Hélène, la trentaine, patronne tapissière nous accueille dans son atelier qu’elle a ouvert il y a 7 ans. Pourquoi en tant que femme n’a-t-elle pas choisie la couture ou la coiffure? Des métiers réservés pratiquement à la gent féminine?

« La tapisserie est un métier comme tout autre. On l’a souvent dit, la tapisserie est un métier d’homme puisqu’il nécessite la force physique, mais à un moment les femmes s’y sont lancées. Toutes les femmes la plupart du temps n’apprennent que la couture ou la coiffure. Un métier qui abonde ce qui fait qu’il est difficile d’avoir des clients si on s’y aventure. Nous avons remarqué que la tapisserie que ce soient filles ou garçon peut l’apprendre, et elle rapporte mieux que la couture et la coiffure où les bénéfices sont saisonniers », soutient Hélène.

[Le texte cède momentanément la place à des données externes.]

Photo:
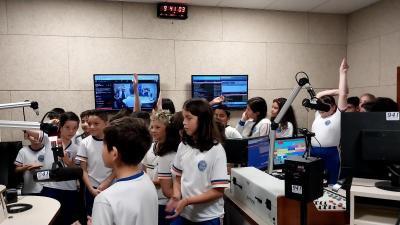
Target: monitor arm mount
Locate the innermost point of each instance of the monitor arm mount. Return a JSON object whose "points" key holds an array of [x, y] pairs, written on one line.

Le travail en lui-même consiste d’abord à faire un cadre, le couvrir de mousses avant de passer à la couture du tissu. « Juste, il suffit de collaborer avec un menuisier qui fait le cadre et je fais tapisserie dessus. Parfois, nous le faisons nous-mêmes. Si bien sûr, on a des notions de menuiserie. Certains apprennent la menuiserie avant la tapisserie, alors ils sont indépendants », indique Djikpel, patron tapissier au quartier Nassablé (Dapaong).

Être femme et exercer ce métier n’est pas sans conséquence. Parfois c’est l’idée que se fait les uns et les autres sur ces femmes avant de leur confier un travail qui est sujette à discussion.

« Jusqu’alors, certains ne croient pas en moi. Pour me confier un travail, je sens qu’ils ont une réticence. Vous venez de poser la question si je suis la patronne? C’est la question qui revient à chaque fois. D’autres disent même que ces bourrés exposés ne sont pas fabriqués ici mais ailleurs », lance-t-elle en indiquant un grand salon qu’elle a exposé de l’autre côté de la route.

La seule difficulté demeure les moyens pour s’installer.

Comment s’y prendre pour ouvrir son propre atelier et devenir patron, c’est la seule équation plus ou moins difficile à résoudre. « Après mon apprentissage j’ai passé au moins deux ans à trouver les moyens par un petit commerce pour me lancer », confie Hélène la patronne.

Elles sont nombreuses à débuter mais le bout du tunnel étant loin certaines trouvent le métier difficile et abandonnent. Dans le lot également plusieurs persévèrent. Qu’est ce qui vous fait croire que vous achèverez l’apprentissage? « J’ai un modèle devant moi qui me forme, ma patronne », répond Clarisse. Ainsi elles gagnent pleinement leurs vies.